A linear function is a type of mathematical equation that represents a straight line when graphed on a coordinate plane. It can be expressed in the standard form as \( f(x) = mx + b \), where:

• \( m \) is the slope of the line.
• \( b \) is the y-intercept, where the line crosses the y-axis.

In this exercise, the function \( g(x) = 5 + \frac{1}{2} x \) is a linear function. The slope \( m = \frac{1}{2} \) indicates the rate of change of \( g(x) \) with respect to \( x \), and \( b = 5 \) is where the line intersects the y-axis. Understanding linear functions helps us easily calculate the average rate of change between any two points along the line.

Slope is a measure of the steepness and direction of a straight line. It is calculated as the ratio of the change in the y-values (vertical change) to the change in the x-values (horizontal change).

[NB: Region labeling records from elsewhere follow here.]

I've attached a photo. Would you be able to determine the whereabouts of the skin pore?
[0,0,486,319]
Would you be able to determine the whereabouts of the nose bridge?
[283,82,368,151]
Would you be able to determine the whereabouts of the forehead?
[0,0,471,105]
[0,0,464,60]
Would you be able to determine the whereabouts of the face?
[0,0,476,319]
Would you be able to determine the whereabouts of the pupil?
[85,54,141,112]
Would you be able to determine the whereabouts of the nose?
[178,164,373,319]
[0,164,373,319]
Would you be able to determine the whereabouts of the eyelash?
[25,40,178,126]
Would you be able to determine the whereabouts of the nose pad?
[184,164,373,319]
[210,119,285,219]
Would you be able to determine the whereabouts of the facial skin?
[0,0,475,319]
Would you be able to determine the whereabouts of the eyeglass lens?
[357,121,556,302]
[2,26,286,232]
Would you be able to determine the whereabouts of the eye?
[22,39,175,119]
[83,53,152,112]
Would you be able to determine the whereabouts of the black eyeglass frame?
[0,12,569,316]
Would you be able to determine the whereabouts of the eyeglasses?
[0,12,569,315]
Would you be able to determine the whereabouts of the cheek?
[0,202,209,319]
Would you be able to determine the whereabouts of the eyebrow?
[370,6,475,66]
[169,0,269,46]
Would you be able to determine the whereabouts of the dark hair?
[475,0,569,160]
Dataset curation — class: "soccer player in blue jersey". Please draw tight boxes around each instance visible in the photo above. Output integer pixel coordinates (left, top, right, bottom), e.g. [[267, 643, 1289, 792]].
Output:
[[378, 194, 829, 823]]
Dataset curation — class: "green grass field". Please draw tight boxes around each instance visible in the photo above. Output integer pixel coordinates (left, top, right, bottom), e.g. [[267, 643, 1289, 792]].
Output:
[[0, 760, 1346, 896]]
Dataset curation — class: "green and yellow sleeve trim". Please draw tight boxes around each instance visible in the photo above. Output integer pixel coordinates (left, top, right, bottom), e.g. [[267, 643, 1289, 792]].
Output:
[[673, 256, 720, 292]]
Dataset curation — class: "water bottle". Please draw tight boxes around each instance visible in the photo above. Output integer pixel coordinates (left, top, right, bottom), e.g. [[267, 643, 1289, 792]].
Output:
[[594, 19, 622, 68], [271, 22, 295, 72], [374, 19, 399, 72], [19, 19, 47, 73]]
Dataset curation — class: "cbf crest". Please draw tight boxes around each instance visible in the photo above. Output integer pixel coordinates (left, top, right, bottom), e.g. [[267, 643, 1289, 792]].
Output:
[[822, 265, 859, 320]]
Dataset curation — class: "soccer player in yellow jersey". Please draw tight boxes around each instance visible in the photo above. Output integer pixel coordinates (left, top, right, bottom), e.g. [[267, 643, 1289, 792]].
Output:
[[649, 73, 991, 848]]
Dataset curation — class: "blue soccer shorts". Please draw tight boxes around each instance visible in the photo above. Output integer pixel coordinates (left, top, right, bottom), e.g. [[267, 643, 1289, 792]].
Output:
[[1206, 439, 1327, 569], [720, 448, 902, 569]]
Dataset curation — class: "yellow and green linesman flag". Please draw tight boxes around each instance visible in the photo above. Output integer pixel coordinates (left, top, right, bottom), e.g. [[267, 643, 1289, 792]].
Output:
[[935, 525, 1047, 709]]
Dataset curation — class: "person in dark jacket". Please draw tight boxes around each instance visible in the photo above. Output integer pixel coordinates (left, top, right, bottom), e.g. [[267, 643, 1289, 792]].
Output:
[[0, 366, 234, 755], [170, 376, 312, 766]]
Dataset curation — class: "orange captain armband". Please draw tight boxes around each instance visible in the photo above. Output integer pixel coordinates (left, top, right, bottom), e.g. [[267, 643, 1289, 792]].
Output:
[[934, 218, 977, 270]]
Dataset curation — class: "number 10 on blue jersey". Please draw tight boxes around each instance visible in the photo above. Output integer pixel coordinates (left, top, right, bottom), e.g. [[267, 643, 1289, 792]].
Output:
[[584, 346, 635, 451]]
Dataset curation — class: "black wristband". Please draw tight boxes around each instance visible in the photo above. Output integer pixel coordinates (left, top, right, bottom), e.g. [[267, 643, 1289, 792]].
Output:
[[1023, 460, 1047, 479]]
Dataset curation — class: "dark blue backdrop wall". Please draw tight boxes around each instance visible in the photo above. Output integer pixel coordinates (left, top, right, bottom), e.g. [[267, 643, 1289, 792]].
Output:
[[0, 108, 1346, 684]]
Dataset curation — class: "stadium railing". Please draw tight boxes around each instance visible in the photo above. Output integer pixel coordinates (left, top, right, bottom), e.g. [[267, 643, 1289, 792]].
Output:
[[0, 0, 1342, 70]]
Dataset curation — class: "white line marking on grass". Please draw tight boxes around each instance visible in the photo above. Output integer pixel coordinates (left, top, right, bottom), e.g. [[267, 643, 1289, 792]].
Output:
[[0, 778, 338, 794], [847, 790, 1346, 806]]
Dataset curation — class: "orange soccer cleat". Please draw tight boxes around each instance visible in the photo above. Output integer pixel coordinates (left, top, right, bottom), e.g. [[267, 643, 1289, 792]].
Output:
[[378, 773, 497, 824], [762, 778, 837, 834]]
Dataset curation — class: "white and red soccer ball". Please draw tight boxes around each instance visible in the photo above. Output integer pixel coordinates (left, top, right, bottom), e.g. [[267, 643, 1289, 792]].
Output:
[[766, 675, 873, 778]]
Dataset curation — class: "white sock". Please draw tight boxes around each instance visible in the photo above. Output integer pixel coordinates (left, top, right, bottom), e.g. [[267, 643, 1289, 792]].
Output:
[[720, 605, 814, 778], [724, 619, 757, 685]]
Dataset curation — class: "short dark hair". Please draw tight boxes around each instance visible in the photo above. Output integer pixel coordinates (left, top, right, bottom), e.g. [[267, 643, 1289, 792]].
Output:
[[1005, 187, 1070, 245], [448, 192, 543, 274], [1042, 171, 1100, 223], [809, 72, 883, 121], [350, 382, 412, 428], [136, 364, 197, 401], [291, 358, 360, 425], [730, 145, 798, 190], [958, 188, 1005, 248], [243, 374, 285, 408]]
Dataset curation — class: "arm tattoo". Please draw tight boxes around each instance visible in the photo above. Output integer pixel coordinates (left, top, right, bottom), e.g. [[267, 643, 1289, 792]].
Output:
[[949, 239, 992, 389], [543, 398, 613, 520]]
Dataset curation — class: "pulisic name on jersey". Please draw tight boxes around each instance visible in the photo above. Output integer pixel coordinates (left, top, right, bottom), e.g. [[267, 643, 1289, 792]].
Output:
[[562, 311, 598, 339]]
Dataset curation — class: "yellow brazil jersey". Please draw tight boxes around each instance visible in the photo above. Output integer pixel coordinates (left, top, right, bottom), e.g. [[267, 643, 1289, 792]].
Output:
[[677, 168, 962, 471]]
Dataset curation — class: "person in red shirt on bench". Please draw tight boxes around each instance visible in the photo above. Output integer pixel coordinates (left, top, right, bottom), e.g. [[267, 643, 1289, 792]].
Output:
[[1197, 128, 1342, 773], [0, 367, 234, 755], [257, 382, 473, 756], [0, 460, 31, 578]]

The formula for the slope \( m \) between two points \( (x_1, y_1) \) and \( (x_2, y_2) \) can be written as:\[m = \frac{y_2 - y_1}{x_2 - x_1}\]In this exercise, the slope \( \frac{1}{2} \) describes how much \( g(x) \) increases for each additional unit increase in \( x \). A positive slope indicates that as \( x \) increases, \( g(x) \) also increases. The concept of slope is essential in determining the average rate of change as it essentially represents the same calculation between two distinct points on a linear function.

Function evaluation involves plugging specific values into a function to calculate the corresponding output. This step is crucial in our exercise, allowing us to find the function values at particular points:

• First, compute \( g(1) \) by replacing \( x \) with 1 in \( g(x) = 5 + \frac{1}{2}x \):\[ g(1) = 5 + \frac{1}{2}(1) = 5.5 \]


• Next, find \( g(5) \) by replacing \( x \) with 5:\[ g(5) = 5 + \frac{1}{2}(5) = 7.5 \]

Understanding function evaluation is essential for calculating the average rate of change, as it provides the specific endpoints or coordinates required for analysis.

In math, variable values refer to the specific numbers that a variable can take. In functions like \( g(x) = 5 + \frac{1}{2}x \), \( x \) is the variable, while specific numerical values of \( x \) (like 1 and 5 in our exercise) are the variable values.

• The average rate of change calculation involves determining the function's change by evaluating it at these specified numbers.
• For this purpose, \( x = 1 \) and \( x = 5 \) are used to compute \( g(1) \) and \( g(5) \), respectively.

By understanding the role of variable values, you can effectively apply function evaluation and compute necessary mathematical solutions like the average rate of change for a given function.